As the co-author with Robert McChesney of some of our best books on the corporate media, Nichols is aware that we no longer have the capacity for critiques of public policy we once had. While Nichols degrades his excellent and inspiring chapter on Thomas Paine by stooping to debate the likes of Glenn Beck (and I admit I've done the same), he is fully aware of what he's involved in: "It might seem amazing today, when Glenn Beck describes modest social spending in 'Darkness at Noon' terms and when even supposedly moderate commentators conflate social democracy with Stalinism, that the good burghers of Milwaukee would elect and re-elect a Socialist mayor throughout the McCarthy era—and in McCarthy's home state, no less. But there is simply no question that the quality of debate, the range of ideological diversity and the level of social and political awareness were far higher for most Americans in the 1940s and 1950s—and dramatically higher for media commentators. Americans in general, and Milwaukeeans in particular, understood the distinction between municipal socialists who believed in public enterprise and totalitarian dictators who wanted to rule the world.”

I hope these snippets of Nichols' 300-page masterpiece whet your appetite. "The 'S' Word" could, if widely read, lead to a different view of our country, our government, and our best course going forward.
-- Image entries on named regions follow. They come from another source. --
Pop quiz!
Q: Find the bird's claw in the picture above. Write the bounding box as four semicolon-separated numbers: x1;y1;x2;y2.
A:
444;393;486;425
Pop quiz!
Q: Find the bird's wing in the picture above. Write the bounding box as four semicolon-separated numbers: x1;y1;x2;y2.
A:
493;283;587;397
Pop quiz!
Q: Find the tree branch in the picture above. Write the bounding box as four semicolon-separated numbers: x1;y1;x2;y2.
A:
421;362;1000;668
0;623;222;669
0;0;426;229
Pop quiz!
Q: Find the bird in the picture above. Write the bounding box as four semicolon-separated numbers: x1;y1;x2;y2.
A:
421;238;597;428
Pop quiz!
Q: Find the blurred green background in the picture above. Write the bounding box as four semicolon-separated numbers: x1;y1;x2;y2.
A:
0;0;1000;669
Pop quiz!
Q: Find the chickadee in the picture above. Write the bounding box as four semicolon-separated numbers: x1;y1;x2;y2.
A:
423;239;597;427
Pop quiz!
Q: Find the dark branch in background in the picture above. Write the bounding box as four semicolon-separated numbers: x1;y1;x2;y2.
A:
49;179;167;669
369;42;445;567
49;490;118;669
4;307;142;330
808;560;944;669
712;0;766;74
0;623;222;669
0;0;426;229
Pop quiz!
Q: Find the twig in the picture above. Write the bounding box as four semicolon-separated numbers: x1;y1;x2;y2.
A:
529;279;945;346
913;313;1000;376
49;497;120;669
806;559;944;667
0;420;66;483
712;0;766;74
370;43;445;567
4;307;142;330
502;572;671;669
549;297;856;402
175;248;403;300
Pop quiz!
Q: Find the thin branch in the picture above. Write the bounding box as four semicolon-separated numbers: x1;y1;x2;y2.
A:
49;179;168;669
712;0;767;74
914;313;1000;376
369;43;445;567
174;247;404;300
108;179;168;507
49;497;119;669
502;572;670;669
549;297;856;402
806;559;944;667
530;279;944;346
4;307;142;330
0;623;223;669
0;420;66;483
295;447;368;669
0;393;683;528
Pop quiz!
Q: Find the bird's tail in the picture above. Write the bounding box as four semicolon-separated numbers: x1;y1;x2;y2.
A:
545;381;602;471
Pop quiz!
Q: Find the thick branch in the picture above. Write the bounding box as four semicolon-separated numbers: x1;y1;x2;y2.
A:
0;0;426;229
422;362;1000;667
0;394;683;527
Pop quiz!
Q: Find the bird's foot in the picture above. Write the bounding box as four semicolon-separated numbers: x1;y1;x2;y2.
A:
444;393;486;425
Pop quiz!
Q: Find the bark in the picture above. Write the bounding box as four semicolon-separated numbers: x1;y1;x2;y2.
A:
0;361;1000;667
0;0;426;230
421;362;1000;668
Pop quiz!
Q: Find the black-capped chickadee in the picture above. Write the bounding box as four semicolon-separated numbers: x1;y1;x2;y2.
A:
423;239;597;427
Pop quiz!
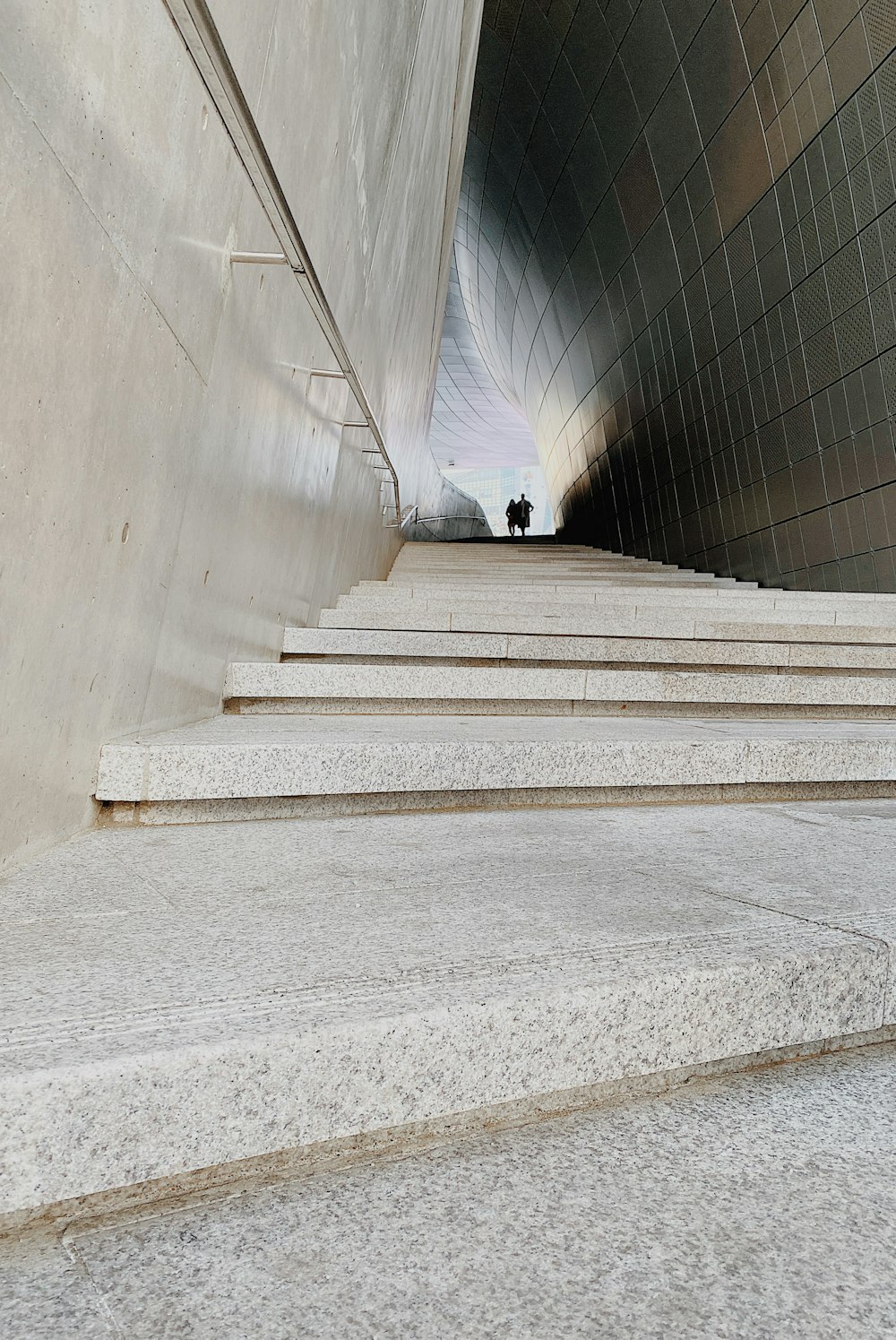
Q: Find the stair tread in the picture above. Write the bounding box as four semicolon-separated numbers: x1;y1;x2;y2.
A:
0;803;896;1210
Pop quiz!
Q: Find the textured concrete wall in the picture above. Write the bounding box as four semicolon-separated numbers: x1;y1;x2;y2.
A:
0;0;481;859
457;0;896;591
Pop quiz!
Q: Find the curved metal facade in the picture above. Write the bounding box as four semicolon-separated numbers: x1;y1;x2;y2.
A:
455;0;896;591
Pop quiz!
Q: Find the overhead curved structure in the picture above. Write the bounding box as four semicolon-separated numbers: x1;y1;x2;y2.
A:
430;263;538;469
455;0;896;591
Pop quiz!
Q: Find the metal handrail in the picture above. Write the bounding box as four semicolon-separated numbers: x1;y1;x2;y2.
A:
162;0;403;527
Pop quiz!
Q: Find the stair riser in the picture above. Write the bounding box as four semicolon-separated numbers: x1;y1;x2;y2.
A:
284;628;896;672
0;931;888;1214
225;665;896;713
320;609;896;646
97;739;896;801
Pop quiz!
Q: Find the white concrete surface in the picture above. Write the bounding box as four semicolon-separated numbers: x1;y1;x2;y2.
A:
282;628;896;670
0;801;896;1211
225;662;896;713
97;714;896;803
6;1045;896;1340
0;0;481;863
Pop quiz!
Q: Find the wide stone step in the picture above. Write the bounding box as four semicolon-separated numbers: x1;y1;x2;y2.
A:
225;662;896;715
282;627;896;671
97;715;896;803
0;803;896;1222
319;601;896;646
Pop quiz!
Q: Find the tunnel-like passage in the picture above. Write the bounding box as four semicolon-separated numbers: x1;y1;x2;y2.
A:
455;0;896;591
Visitors to the Lincoln Memorial might recall the words of President Lincoln's first war-time State of the Union address:

"Labor is prior to and independent of capital. Capital is only the fruit of labor, and could never have existed if labor had not first existed. Labor is the superior of capital, and deserves much the higher consideration."

Lincoln went on to foreshadow Eisenhower's warning of the rise of the military industrial complex. Visitors to his memorial should also recall A. Phillip Randolph, the man who made the March on Washington happen. His bust in Union Station, with the eye-glasses in his hand broken off, should cause every traveler to freeze in his or her tracks and question himself or herself as to where in the world we are all headed.